Tariffs & Trade Wars
By Emmet Sullivan , Guest Blogger
Many consumers, investors, and ordinary citizens often worry when the word “tariff” is thrown around. Instantly signaling an increase in price in imported goods, the word is almost synonymous with a negative economic impact. Thinking in terms of the big picture, we need not jump to such hasty, and often misguided conclusions.
What is a Tariff?
First, it is important to understand what tariffs are, and what they hope to accomplish. A tariff is an additional tax imposed on imported goods. By imposing these taxes on imports, national governments hope to discourage large-scale outsourcing. As a result they hope to spur domestic production by driving import prices up. When the prices of imports go up, the hope is that consumers will look to domestic suppliers for goods they would normally obtain from international sellers.
The current tariff talks in the U.S. are based around metals. Specifically, President Trump wants to impose a 25% tariff on imported aluminum and steel. The levy is intended to increase demand of domestically manufactured metals by increasing the price of their international substitutes. This in turn might create a number of job opportunities in U.S. metal production related to the surge in demand.

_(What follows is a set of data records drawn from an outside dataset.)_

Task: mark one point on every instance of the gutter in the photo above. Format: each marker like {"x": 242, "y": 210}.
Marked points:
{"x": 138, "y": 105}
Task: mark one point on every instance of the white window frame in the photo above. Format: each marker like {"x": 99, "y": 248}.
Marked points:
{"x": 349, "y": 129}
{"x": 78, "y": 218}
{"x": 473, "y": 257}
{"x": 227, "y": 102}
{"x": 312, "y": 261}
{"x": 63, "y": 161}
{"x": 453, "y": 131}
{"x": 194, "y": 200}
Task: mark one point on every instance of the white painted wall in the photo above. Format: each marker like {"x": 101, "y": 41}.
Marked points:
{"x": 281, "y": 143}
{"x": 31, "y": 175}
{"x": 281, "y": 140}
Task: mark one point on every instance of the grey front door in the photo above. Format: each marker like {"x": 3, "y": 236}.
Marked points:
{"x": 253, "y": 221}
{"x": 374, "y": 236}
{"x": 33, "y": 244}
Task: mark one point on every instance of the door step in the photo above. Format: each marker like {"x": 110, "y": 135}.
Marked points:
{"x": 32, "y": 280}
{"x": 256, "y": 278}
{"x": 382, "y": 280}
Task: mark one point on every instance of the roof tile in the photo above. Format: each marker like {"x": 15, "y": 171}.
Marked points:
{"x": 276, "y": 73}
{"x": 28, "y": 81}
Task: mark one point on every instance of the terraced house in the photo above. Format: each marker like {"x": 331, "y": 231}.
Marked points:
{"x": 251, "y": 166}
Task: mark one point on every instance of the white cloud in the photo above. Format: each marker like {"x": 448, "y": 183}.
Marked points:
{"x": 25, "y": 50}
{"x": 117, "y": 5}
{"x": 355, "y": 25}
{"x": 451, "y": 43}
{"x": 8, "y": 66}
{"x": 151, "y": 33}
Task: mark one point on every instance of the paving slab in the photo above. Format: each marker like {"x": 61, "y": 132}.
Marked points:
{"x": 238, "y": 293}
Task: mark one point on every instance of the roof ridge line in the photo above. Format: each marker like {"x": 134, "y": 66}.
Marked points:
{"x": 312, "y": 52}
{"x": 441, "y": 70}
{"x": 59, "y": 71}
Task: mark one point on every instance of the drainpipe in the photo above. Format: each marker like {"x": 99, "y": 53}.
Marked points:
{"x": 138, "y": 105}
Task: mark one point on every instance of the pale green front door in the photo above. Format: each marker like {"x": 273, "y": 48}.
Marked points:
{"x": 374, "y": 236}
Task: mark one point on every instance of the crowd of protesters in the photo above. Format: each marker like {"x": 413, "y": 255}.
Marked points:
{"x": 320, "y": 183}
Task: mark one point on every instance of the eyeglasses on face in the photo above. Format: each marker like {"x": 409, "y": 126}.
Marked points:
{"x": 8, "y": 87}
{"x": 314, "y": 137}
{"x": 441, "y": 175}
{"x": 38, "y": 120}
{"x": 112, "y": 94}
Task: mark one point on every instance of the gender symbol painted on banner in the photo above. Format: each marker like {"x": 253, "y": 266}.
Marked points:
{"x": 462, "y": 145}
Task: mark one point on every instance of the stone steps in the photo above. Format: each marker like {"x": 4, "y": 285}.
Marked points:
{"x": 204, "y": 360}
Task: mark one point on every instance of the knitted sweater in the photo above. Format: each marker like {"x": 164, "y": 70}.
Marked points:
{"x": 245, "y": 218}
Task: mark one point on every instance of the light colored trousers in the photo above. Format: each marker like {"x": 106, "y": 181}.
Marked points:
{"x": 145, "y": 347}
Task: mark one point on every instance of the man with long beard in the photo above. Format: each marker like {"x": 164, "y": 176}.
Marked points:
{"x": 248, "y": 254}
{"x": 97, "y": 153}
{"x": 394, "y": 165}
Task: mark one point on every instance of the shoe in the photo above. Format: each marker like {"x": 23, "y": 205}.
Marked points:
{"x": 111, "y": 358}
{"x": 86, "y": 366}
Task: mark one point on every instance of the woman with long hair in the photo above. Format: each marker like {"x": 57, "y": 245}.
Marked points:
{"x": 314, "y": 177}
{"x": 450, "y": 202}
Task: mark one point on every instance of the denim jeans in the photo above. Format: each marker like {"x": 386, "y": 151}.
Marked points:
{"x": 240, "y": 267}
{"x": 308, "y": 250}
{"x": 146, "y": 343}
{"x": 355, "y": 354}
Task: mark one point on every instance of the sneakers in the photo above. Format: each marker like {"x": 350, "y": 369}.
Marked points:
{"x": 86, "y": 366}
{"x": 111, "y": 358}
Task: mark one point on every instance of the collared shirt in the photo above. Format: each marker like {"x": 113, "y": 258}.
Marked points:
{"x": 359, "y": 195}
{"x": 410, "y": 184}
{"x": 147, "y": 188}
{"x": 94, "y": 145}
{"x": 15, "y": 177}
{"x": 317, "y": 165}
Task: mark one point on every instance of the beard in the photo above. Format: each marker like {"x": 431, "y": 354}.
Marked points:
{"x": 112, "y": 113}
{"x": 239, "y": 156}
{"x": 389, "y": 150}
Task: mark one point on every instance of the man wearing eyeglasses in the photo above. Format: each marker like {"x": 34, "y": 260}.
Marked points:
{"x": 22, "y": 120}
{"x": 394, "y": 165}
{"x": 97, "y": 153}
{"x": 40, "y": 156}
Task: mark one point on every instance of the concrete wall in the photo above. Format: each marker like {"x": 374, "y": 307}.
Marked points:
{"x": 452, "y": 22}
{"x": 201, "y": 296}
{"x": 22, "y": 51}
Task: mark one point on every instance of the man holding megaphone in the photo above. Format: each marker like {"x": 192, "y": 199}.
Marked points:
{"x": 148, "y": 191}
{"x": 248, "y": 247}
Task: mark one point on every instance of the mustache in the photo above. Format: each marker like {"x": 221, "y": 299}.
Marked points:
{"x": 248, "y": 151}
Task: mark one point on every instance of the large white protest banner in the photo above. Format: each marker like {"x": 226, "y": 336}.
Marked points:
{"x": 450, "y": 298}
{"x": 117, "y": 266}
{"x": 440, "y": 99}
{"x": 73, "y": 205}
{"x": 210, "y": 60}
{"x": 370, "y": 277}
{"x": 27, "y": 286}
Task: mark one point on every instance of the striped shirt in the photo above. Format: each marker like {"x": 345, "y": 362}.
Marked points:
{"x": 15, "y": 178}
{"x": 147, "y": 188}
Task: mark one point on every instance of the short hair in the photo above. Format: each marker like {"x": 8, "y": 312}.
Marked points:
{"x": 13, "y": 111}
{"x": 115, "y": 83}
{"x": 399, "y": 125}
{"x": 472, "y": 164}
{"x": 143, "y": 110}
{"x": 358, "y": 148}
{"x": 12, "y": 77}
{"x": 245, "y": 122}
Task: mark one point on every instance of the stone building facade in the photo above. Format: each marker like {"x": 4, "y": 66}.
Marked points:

Many worry that this tariff may result in an international trade war between the U.S. and countries like China and South Korea. There is speculation that trading partners might retaliate with similar tariffs. Therefore, this would make it harder for U.S. producers to export their goods. However, Canada (the U.S.’s largest supplier of both aluminum and steel) and Mexico (the U.S.’s third largest trading partner) are both exempt from the tariff as part of the ongoing re-negotiation of the NAFTA agreement.
In summation, the tariff should not be an immediate cause for worry. As stated, some of the U.S.’s largest trading partners are exempt from its effects, and some speculate that it has been implemented as a negotiation tool for international agreements like NAFTA. The tariff’s long term effects remain to be seen, but we caution against fear of an economically-harmful trade war at present.